@Headpressure how are you doing my friend your situation is just horrific has anything at all ebbed. Anything?? I can relate to almost if not all of your symptoms the difference being your decline has been extremely rapid and so severe… Are you taking any medication to try to stem the symptoms as anything and almost everything could be blowing u apart
Thank you for reaching out, I have multiple dents and indentations on the left side of my skull and face. I’m at my wits end, everyday is pure hell with no sign of relief.
I’m really struggling with life.
Everyday my condition mentally and physically worsens, I’m losing my will to fight.
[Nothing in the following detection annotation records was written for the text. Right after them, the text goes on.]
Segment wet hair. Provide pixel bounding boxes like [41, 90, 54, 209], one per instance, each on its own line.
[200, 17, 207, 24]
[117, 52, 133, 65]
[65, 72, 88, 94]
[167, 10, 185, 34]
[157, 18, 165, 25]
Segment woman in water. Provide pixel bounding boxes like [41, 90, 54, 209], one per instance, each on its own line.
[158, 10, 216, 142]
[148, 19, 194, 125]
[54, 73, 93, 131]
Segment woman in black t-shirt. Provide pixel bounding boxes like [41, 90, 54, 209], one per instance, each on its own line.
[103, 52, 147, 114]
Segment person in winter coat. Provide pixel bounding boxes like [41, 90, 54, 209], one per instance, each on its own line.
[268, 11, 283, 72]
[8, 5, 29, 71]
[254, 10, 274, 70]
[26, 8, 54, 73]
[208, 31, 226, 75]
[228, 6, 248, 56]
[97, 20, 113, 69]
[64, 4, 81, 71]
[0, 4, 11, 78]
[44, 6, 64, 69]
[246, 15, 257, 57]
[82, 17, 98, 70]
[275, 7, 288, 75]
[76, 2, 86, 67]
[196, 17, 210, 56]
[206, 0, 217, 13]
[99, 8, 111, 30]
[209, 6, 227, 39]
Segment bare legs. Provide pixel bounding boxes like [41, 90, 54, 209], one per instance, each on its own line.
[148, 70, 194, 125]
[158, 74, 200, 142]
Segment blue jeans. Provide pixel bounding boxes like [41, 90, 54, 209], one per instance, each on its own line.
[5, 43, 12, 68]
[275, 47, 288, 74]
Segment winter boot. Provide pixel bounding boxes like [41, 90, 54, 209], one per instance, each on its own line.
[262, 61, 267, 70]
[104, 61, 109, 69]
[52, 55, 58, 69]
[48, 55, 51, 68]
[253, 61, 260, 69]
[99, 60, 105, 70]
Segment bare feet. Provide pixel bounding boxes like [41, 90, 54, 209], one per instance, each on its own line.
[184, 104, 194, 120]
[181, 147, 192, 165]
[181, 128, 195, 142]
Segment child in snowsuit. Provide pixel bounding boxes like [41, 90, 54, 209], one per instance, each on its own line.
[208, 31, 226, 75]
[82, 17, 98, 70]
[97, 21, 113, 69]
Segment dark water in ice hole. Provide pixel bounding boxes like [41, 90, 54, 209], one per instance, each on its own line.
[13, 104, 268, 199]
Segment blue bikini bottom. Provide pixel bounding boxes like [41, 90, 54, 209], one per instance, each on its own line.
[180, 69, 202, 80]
God I was so optimistic at the beginning, this keeps tearing at me, I lose a part of myself every day.
I relate my skull is full of holes under the skin, additionally old wounds that had refilled across my body have become evident again the collagen has dropped away. I’ve also woken to new crevices in my face wtf
The last few months has seen a further decline In my skeletal system and connective tissues i came out of the gym in tears I can’t do anything even light weights are impossible. Another part of my life that’s gone. I can’t lift a kettle or wash my car the pain is horrendous my strength has dropped away even further. The hospital gaslighted me again at an urgent appointment when I was seeking an auto immune drug. I have inflammation on the bone heads which seems to erupt after eating. It’s becoming beyond belief.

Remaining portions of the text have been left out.